Blogue | Que parezca un accidente

El miedo hace existir a la tarántula

NO TEMO A demasiadas cosas. No le tengo miedo a los bichos, a las alturas o a la oscuridad. No siento claustrofobia en los espacios cerrados ni tengo miedo a volar. Temo más al pasado, por si algún día se revuelve, que al futuro. Tampoco siento mucho respeto por el miedo racional ni me asusta lo intangible, como la fiebre a Umbral —aquello era comprensible; casi inevitable—.

No creo que la segregación de adrenalina o el aumento de la tensión arterial sirvan de mucho cuando uno se halla atrapado en un ascensor. Tal vez el miedo no sea más que una reacción torpe y primitiva, ineficaz la inmensa mayoría de veces, que sólo sirva para poner tu cuerpo en tensión y armarte para la huida o el enfrentamiento. Puede que el miedo, en definitiva, sólo sea útil ante la perspectiva de la muerte. Con un depredador detrás, un enemigo a las puertas o un precipicio bajo nuestros pies. Es lo que se interpone entre la desgracia y la resignación. Lo que te prepara para luchar por tu vida. Por eso a veces, dada la concreción de su utilidad, me da cierto reparo reconocer el pánico que siento, tan profundo y paralizante, cada vez que escucho el sonido más espantoso del mundo: el del timbre de mi puerta.

Tal vez el miedo no sea más que una reacción torpe y primitiva


Cada vez que estoy en casa y suena el timbre, un escalofrío recorre mi espina dorsal como un relámpago, llegando a hacer volar hacia atrás mi sombrero si alguna vez llevase sombrero. Me encuentre donde me encuentre, procuro quedarme muy quieto y sin hacer ruido, como los protagonistas de Parque Jurásico frente al Tyrannosaurus rex. Contengo la respiración y aguzo el oído tratando de detectar algún sonido proveniente del exterior, y aguardo inmóvil hasta que escucho cómo el peligro se aleja en el ascensor.

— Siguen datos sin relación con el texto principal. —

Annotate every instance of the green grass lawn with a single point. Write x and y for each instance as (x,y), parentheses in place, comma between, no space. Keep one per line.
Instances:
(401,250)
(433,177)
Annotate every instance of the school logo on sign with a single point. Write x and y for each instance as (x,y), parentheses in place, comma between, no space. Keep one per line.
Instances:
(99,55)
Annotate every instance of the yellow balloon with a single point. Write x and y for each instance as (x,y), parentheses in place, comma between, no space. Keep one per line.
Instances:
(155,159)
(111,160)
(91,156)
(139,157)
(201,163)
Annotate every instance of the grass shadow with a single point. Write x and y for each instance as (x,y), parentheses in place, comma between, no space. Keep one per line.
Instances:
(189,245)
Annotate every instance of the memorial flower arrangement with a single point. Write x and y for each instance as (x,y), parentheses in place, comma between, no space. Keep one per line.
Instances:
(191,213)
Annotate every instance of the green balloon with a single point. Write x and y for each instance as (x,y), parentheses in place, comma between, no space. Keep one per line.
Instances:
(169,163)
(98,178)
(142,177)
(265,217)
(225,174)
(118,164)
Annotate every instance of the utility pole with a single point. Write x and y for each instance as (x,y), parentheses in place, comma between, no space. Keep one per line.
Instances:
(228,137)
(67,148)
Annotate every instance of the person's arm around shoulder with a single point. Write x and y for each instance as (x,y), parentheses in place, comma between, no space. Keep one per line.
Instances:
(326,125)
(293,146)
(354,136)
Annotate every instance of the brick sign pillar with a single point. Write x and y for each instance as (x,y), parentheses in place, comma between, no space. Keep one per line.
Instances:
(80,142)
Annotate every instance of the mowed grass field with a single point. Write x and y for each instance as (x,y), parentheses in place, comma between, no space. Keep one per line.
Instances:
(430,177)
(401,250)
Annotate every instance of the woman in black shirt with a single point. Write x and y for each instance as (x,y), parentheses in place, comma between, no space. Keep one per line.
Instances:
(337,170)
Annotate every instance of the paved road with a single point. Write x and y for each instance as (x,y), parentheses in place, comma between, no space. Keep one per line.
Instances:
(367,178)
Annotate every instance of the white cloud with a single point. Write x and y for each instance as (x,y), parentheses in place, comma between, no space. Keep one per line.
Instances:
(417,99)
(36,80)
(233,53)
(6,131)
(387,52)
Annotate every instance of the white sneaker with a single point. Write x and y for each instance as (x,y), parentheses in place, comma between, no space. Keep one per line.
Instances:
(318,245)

Ilustración para el blog de Manuel de Lorenzo. MARUXAMe produce pavor. Ese momento incierto y quebradizo en el que de pronto alguien llama a la puerta de casa me despeina los nervios. Podría ser el vecino de abajo gritando que su casa se está inundando. O la vecina de arriba buscando a alguien que le arregle la caldera. O el presidente de la comunidad con algún problema burocrático. ¡Yo no sé solucionar nada de eso! Soy tan inútil que me gano la vida escribiendo. La última vez que abrí la puerta sin pensar resultó ser un fontanero que me pedía acceso a las bajantes del edificio. Lo escuché con atención, sonreí cortésmente, cerré la puerta de mi casa y salí corriendo.

Escribe Eduardo Lizalde en la segunda parte del poema Grande es el odio: "El miedo hace existir a la tarántula, / la vuelve cosa digna de respeto, / la embellece en su desgracia, / rasura sus horrores. / Qué sería de la tarántula, / pobre, / flor zoológica y triste, / si no pudiera ser ese tremendo / surtidor de miedo, / ese puño cortado / de un simio negro que enloquece de amor". Qué sería de la tarántula sin el temor. El miedo hace existir al timbre de mi puerta. Aunque suene a disparate, bastaría con no temerlo para dejar de tenerle miedo.

Hace poco le comentaba mi parecer a un psiquiatra que conocí durante una cena. Me dijo que me llamaría el lunes siguiente para seguir charlando del tema en su consulta. Ignoro si me llamó o no. Ese lunes recibí varias llamadas de números desconocidos. Tal vez el timbre de la puerta me produzca pánico, en efecto. Pero lo que siento ante un número de teléfono desconocido es verdadero terror.